Even if we add all of those minuscule percentages together, they would still equal less than a one-percent chance. Even the richest of the rich account for less than one percent of the population.
So what about the rest of us?
This long and roundabout breakdown of becoming rich and famous brings me back to the title of this rant.
We need to find our dreams at home. Not our literal home, but within the realities of our everyday lives.
Instead of encouraging the younger generation to reach for those infinitesimally small chances, we need to foster their understanding of the superstars we see in every community across the country.

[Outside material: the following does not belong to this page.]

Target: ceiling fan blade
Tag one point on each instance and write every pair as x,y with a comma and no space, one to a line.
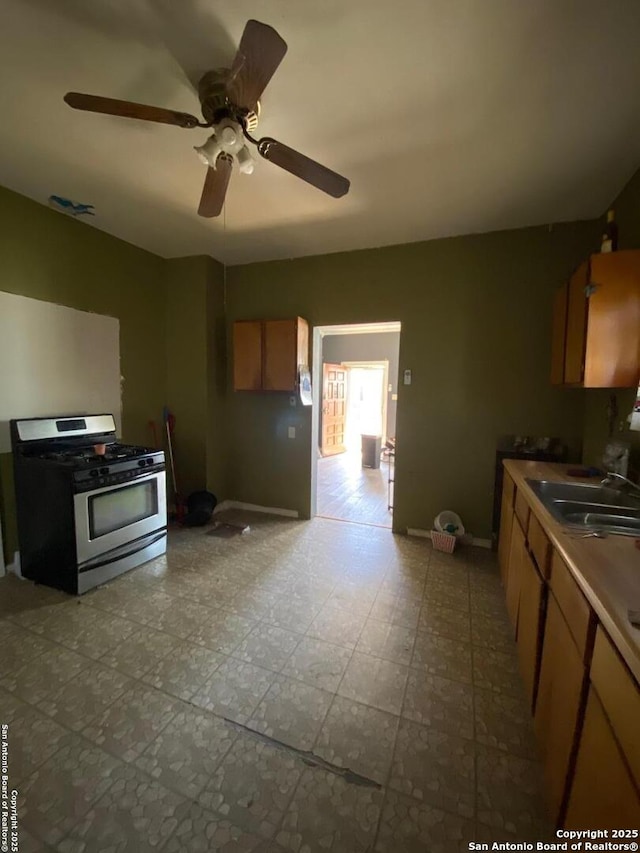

The scientists, forward thinkers, change-makers, and successful people who are assets to the community, town, city, hamlet, etc. These are the many people who are making changes that will contribute to the advancement of our future.
The ones who have made bold leaps and advances in our past that have affected our present, and will help us to change the future.
I can encourage relationships between my students and the people in their community. I can try to show them the path to greatness does not need to be paved in gold.
It can be paved in whatever passion they choose, a passion that they can rely on even if they don’t ever achieve the fifteen minutes of fame that our society has somehow been led to believe we all need in order to be happy, successful, or whole.